History and Physical
GSDs are a diverse set of rare inborn errors of carbohydrate metabolism that can have a very variable phenotypic presentation even within same GSD type. Obtaining a family pedigree is useful in establishing the mode of inheritance. Most GSDs show an autosomal recessive inheritance, but a few, e.g., a subtype of GSD-IX) show an X-linked inheritance. Very general symptoms/signs would include:
- Failure to grow
- Heat intolerance
- Exercise intolerance
- Low muscle tone
In GSD Type 1, glycogenolysis in the liver results in increased lactic acid production (lactic acidosis) due to the intracellular accumulation of glucose-6-phosphate which stimulates the glycolytic pathway.
The evaluation would include (1) a biopsy of the affected tissue to measure glycogen content and appropriate enzymatic assays, (2) blood and urine tests, and (3) an MRI/CT scan. The blood tests would include serum glucose, anion gap, serum lactate, pH, serum uric acid, a lipid panel, serum gamma-glutamyltransferase, serum alkaline phosphatase, calcium, phosphorus, urea, and creatinine levels, complete blood count (CBC) and differential. Urine analysis would include testing for aminoaciduria, proteinuria, and microalbuminuria in older patients as well as excreted uric acid and calcium. Liver and kidney MRI (or CT) are routinely done for adults and ultrasonography for patients less than 16 years of age.
Treatment / Management
At present, there is no cure for any GSD, and most treatments attempt to alleviate signs/symptoms.
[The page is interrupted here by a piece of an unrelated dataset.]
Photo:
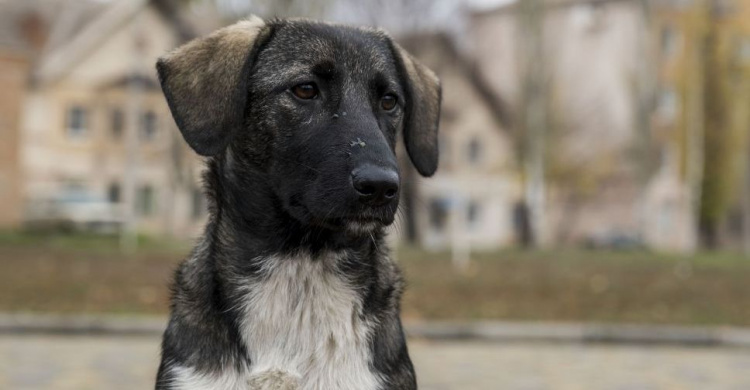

Key overall goals are to treat or avoid hypoglycemia, hyperlactatemia, hyperuricemia, and hyperlipidemia. Hypoglycemia is avoided by consuming starch and an optimal, physically modified form, Glycosade, is now commercially available. Hyperuricemia is treated with allopurinol and hyperlipidemia with statins. GSD type 2 can now be treated with enzyme replacement therapy (ERT), using recombinant alglucosidase alfa (Lumizyme) which degrades lysosomal glycogen . There is ongoing research to use ERT with other forms of GSD. Liver transplantation should be considered for patients with GSD type 4 classical and progressive hepatic forms and for GSDs that have progressed to hepatic malignancy or failure.
Enhancing Healthcare Team Outcomes
GSDs are not common and should be managed with an interprofessional team including nurses and dietitians. At present, there is no cure for any GSD, and most treatments attempt to alleviate signs/symptoms. The key overall goals are to treat or avoid hypoglycemia, hyperlactatemia, hyperuricemia, and hyperlipidemia. These patients need lifelong monitoring and despite optimal treatment, the outcomes are poor.